Mentors/Environment: Dr. Singh will be guided by a diverse team of accomplished scientists with
expertise in Fungal pathogenesis, immunology, vaccine development, animal modeling, and mRNA vaccine
technology. This team is well-positioned to provide hands-on experience and support, Dr. Singh, in
achieving the outlined training goals: 1) filling gaps in research expertise, 2) developing professional and
leadership skills, and 3) conducting research responsibly, ethically, and efficiently. The collaborative and
enriching environment, coupled with the abundant resources at TLI, Harbor-UCLA Medical Center, and
UCLA, offers an optimal setting for comprehensive professional training.

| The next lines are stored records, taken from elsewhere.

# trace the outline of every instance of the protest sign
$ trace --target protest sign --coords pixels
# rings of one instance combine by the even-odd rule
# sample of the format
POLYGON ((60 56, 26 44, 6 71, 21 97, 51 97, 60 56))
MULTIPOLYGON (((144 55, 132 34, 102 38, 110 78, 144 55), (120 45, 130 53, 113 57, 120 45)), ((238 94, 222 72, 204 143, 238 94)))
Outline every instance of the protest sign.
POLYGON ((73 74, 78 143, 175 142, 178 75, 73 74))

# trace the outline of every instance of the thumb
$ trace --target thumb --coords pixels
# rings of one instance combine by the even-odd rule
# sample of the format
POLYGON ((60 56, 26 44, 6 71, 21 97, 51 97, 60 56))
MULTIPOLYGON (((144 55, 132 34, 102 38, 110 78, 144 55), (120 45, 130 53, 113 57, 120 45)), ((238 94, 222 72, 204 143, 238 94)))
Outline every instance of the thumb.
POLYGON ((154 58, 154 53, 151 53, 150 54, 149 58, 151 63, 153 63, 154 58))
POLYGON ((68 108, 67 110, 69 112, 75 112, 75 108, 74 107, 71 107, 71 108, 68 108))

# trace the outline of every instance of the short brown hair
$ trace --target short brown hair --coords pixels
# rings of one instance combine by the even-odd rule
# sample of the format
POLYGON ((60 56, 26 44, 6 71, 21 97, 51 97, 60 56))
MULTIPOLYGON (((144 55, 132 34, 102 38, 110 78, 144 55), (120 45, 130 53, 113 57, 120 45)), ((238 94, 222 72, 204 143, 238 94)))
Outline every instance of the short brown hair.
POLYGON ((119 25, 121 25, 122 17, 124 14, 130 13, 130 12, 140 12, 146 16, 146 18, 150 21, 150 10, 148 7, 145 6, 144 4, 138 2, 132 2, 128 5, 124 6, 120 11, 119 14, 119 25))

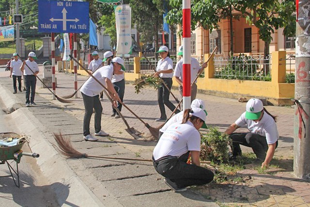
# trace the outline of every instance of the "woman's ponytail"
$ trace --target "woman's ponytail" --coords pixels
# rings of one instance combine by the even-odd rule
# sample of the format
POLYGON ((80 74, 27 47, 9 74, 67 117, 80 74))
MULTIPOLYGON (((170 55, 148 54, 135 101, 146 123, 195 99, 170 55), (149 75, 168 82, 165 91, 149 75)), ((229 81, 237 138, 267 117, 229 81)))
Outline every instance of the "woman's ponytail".
POLYGON ((189 112, 192 111, 190 109, 187 109, 184 110, 183 112, 183 119, 182 119, 182 124, 185 124, 189 119, 189 112))

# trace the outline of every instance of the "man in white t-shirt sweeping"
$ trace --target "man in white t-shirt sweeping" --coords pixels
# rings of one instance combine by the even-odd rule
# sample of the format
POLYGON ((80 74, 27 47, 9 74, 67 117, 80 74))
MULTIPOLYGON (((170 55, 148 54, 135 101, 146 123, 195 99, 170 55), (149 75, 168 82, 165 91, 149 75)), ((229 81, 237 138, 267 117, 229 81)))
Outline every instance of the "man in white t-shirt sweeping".
MULTIPOLYGON (((180 60, 175 65, 175 68, 174 69, 174 72, 173 73, 173 76, 175 77, 176 81, 179 83, 180 86, 179 86, 179 92, 181 95, 181 98, 183 97, 183 46, 181 46, 179 48, 179 51, 178 52, 178 55, 180 55, 182 57, 181 60, 180 60)), ((207 63, 204 63, 202 64, 202 67, 200 67, 199 63, 196 60, 196 58, 191 58, 190 59, 190 83, 191 84, 194 80, 196 78, 197 74, 200 72, 200 71, 205 68, 208 65, 207 63)), ((196 98, 196 96, 197 94, 197 85, 195 82, 193 83, 191 87, 191 101, 193 101, 194 99, 196 98)))
POLYGON ((17 79, 18 81, 18 91, 21 92, 21 76, 22 72, 20 70, 20 66, 23 64, 23 62, 18 59, 17 53, 15 52, 13 54, 13 57, 14 60, 11 61, 10 65, 10 68, 11 69, 11 74, 10 75, 10 78, 13 78, 13 88, 14 89, 14 92, 13 94, 16 94, 17 92, 17 89, 16 87, 16 80, 17 79))
POLYGON ((256 162, 262 162, 262 168, 268 167, 278 146, 279 134, 276 117, 264 107, 260 99, 252 98, 247 103, 246 111, 226 129, 232 139, 233 158, 242 154, 240 144, 252 148, 256 162), (234 133, 237 128, 247 126, 248 133, 234 133))
POLYGON ((24 78, 25 79, 26 107, 36 105, 34 103, 34 95, 35 95, 35 85, 37 83, 36 75, 38 75, 40 70, 38 64, 34 60, 37 59, 35 53, 33 52, 30 52, 28 54, 28 60, 24 61, 20 67, 20 70, 24 72, 24 78), (27 65, 25 65, 26 64, 27 65), (29 99, 31 91, 31 96, 30 99, 29 99))
MULTIPOLYGON (((111 92, 108 93, 111 99, 113 100, 113 105, 117 106, 117 101, 120 97, 115 91, 111 82, 113 74, 124 68, 124 61, 120 58, 114 58, 112 60, 112 64, 102 67, 97 70, 93 75, 111 92)), ((90 123, 93 110, 95 111, 95 135, 108 136, 108 134, 101 130, 101 114, 102 106, 99 98, 99 93, 102 91, 101 86, 93 77, 90 77, 81 88, 80 91, 83 97, 85 113, 84 116, 83 131, 84 139, 89 141, 96 141, 98 139, 94 137, 90 132, 90 123)))

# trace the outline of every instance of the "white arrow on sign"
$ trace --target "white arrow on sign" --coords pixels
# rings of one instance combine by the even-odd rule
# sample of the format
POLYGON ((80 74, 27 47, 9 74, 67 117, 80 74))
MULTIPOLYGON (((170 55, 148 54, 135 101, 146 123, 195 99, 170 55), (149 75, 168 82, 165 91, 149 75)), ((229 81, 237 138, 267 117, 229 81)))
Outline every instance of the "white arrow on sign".
POLYGON ((67 30, 67 21, 74 21, 76 22, 79 21, 78 18, 76 18, 75 19, 67 19, 67 10, 66 10, 65 8, 64 8, 62 11, 62 19, 54 19, 54 17, 52 17, 49 19, 49 20, 52 22, 54 22, 55 21, 62 21, 62 30, 65 31, 67 30))

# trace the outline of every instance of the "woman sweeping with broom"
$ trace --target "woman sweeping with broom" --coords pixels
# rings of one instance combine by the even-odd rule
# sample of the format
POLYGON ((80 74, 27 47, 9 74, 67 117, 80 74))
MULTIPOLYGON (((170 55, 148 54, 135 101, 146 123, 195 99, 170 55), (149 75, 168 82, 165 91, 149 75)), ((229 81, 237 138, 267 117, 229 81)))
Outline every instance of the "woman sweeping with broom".
MULTIPOLYGON (((112 60, 112 64, 97 70, 93 75, 106 86, 109 91, 108 95, 113 100, 113 105, 117 105, 120 98, 115 91, 111 80, 113 74, 124 68, 124 61, 120 58, 115 58, 112 60)), ((93 137, 90 132, 90 123, 93 114, 93 109, 95 111, 95 135, 108 136, 109 134, 101 130, 101 113, 102 106, 99 98, 99 94, 102 91, 101 86, 96 80, 91 77, 84 84, 80 90, 83 97, 85 113, 84 116, 83 131, 84 139, 86 141, 96 141, 98 139, 93 137)))
POLYGON ((205 118, 205 113, 201 109, 186 109, 182 123, 171 125, 153 151, 155 170, 165 177, 165 183, 176 192, 213 180, 213 173, 200 167, 201 137, 198 129, 204 123, 205 118), (186 163, 189 152, 191 164, 186 163))

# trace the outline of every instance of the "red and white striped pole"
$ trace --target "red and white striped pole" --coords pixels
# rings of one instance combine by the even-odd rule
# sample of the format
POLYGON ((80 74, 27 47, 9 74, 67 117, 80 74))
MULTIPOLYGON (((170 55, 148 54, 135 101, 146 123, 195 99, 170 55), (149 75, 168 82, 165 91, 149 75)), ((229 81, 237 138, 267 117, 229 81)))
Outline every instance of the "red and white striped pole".
MULTIPOLYGON (((73 49, 74 49, 74 56, 76 59, 78 57, 78 42, 77 42, 77 33, 73 34, 73 40, 74 43, 73 43, 73 49)), ((74 91, 78 91, 78 64, 76 62, 74 62, 74 91)), ((75 98, 78 98, 78 93, 77 93, 74 96, 75 98)))
MULTIPOLYGON (((55 77, 55 33, 52 32, 52 43, 51 48, 52 49, 52 83, 53 84, 53 93, 56 94, 56 84, 55 77)), ((53 95, 53 100, 56 99, 55 95, 53 95)))
POLYGON ((183 110, 190 109, 190 0, 183 0, 183 110))

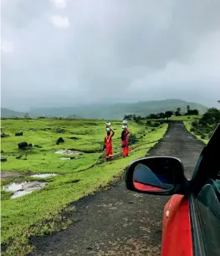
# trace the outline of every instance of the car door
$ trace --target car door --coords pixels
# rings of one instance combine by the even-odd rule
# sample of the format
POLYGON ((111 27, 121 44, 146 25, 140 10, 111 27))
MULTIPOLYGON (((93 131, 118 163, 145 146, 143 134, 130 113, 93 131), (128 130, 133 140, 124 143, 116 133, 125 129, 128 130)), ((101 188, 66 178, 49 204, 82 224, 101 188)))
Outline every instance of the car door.
POLYGON ((220 125, 204 148, 189 197, 193 254, 220 255, 220 125))

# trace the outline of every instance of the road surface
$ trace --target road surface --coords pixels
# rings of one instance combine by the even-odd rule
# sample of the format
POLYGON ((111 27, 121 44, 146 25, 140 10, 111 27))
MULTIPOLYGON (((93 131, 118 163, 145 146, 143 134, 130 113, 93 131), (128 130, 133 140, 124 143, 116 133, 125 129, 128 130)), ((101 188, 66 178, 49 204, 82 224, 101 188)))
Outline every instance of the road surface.
MULTIPOLYGON (((164 138, 148 156, 182 159, 192 177, 203 144, 182 123, 171 123, 164 138)), ((160 255, 163 207, 169 197, 127 191, 120 182, 111 189, 74 205, 74 225, 46 238, 35 238, 33 255, 160 255)))

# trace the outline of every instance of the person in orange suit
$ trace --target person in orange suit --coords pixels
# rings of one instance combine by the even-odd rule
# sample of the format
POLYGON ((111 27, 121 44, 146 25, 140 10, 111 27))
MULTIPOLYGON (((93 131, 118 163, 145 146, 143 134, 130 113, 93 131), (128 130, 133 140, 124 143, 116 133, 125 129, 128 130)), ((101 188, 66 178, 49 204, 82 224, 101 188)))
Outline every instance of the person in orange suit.
POLYGON ((130 131, 124 130, 121 133, 121 147, 122 147, 122 156, 128 156, 129 153, 129 146, 128 146, 128 140, 127 136, 130 134, 130 131))
POLYGON ((105 148, 105 160, 106 161, 108 161, 113 156, 112 137, 115 135, 114 131, 111 128, 109 128, 109 129, 110 131, 107 131, 107 136, 105 137, 105 145, 104 145, 104 148, 105 148))

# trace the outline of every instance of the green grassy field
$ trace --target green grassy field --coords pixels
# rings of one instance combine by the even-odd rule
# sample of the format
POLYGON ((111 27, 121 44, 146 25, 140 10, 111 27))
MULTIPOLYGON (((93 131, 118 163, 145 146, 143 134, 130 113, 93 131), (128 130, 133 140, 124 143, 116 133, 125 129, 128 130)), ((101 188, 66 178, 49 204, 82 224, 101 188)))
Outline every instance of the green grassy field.
MULTIPOLYGON (((79 198, 108 187, 120 178, 125 167, 131 161, 146 155, 147 151, 161 139, 167 125, 157 128, 138 125, 130 122, 131 133, 139 141, 131 146, 130 156, 105 162, 100 158, 105 136, 105 121, 68 120, 3 120, 2 129, 8 137, 2 138, 2 171, 18 172, 21 177, 1 180, 2 190, 2 245, 7 248, 4 254, 24 255, 32 251, 28 238, 43 236, 64 229, 71 223, 62 212, 74 211, 69 204, 79 198), (49 129, 45 129, 49 128, 49 129), (58 133, 57 129, 64 129, 58 133), (32 129, 32 130, 31 130, 32 129), (23 131, 23 136, 14 133, 23 131), (145 135, 145 136, 143 136, 145 135), (56 145, 62 136, 64 143, 56 145), (77 137, 78 140, 70 139, 77 137), (18 149, 18 143, 27 141, 42 148, 28 151, 18 149), (82 151, 74 159, 61 160, 67 155, 55 154, 59 149, 74 149, 82 151), (22 156, 21 159, 16 159, 22 156), (27 160, 24 160, 27 158, 27 160), (49 178, 33 178, 30 173, 58 174, 49 178), (11 192, 3 191, 3 186, 12 182, 41 180, 48 182, 43 189, 10 199, 11 192), (78 182, 75 181, 78 180, 78 182)), ((113 139, 114 152, 120 154, 121 122, 112 121, 115 131, 113 139)))
POLYGON ((187 130, 187 131, 193 134, 198 140, 202 141, 205 144, 207 144, 208 139, 202 139, 201 136, 196 135, 195 133, 191 131, 191 128, 192 127, 192 121, 187 120, 187 121, 183 121, 183 123, 184 123, 184 125, 185 125, 186 129, 187 130))

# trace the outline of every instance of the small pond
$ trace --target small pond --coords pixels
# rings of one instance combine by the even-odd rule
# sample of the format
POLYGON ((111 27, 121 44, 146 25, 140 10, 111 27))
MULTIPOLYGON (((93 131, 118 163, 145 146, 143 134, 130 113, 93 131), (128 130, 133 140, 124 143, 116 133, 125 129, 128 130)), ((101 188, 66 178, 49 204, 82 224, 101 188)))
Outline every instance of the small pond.
POLYGON ((3 190, 13 192, 13 194, 11 198, 17 198, 29 194, 35 190, 41 189, 46 184, 47 182, 13 182, 8 185, 3 186, 3 190))

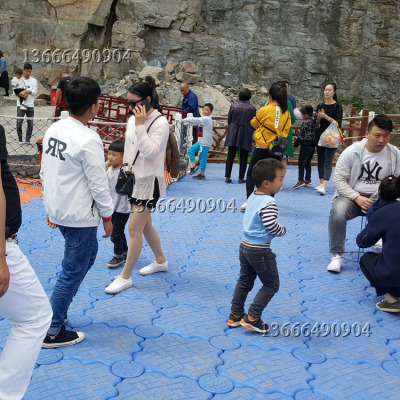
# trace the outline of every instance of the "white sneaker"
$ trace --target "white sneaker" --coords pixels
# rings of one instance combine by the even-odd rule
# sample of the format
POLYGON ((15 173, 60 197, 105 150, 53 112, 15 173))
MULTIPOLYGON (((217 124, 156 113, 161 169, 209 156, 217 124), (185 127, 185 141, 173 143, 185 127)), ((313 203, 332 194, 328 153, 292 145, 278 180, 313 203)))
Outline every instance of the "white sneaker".
POLYGON ((168 260, 162 264, 157 264, 157 261, 153 261, 150 265, 143 267, 140 271, 140 275, 151 275, 155 272, 168 271, 168 260))
POLYGON ((132 277, 125 279, 118 275, 104 290, 108 294, 116 294, 132 286, 132 277))
POLYGON ((342 268, 342 262, 343 262, 342 256, 339 256, 339 254, 334 254, 331 262, 329 263, 326 269, 329 272, 340 272, 340 269, 342 268))

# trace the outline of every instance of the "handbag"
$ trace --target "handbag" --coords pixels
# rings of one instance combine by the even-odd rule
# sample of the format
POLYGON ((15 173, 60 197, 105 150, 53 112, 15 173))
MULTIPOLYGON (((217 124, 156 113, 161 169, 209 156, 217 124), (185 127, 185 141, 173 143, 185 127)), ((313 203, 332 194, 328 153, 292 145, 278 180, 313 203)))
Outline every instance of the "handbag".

Research: C. auris is a recently discovered Candida species that causes life-threatening bloodstream
infections (BSI) in immunosuppressed patients and has a very high (~60%) mortality rate. C. auris easily
colonizes and spreads in healthcare settings and adheres and forms biofilms on medical devices. The majority
(~88%) of C. auris BSI cases can be attributed to the involvement of catheters and other invasive medical
devices. C. auris infections are hard to treat because C. auris can resist all classes of clinically available
antifungal drugs. Due to these reasons, the World Health Organization and Center for Disease Prevention and
Control (CDC) have categorized C. auris as a “Critical threat” and “Urgent Threat” pathogen, respectively. To
address this urgent public health challenge, we have identified three Hyr1/Iff family (CAU-HIL) proteins that
demonstrate universal presence across all clades of C. auris. Using a monoclonal antibody targeted against
an epitope in the C. albicans Hyr1 protein, conserved in CAU-HIL, we have ascertained these proteins as
potential therapeutic targets. However, CAU-HIL proteins exhibit only ~35% sequence identity with
characterized proteins in other Candida species, and their specific role in C. auris virulence remains
uncharacterized. We hypothesize that these CAU-HIL proteins would be superior vaccine candidates
against C. auris infection compared to C. albicans antigens, simply because of their C. auris origin.
Therefore, we propose to: 1. study the role of HIL proteins in C. auris virulence, 2. Study their potential as a
vaccine against C. auris using an innovative mRNA platform and clinically relevant animal models.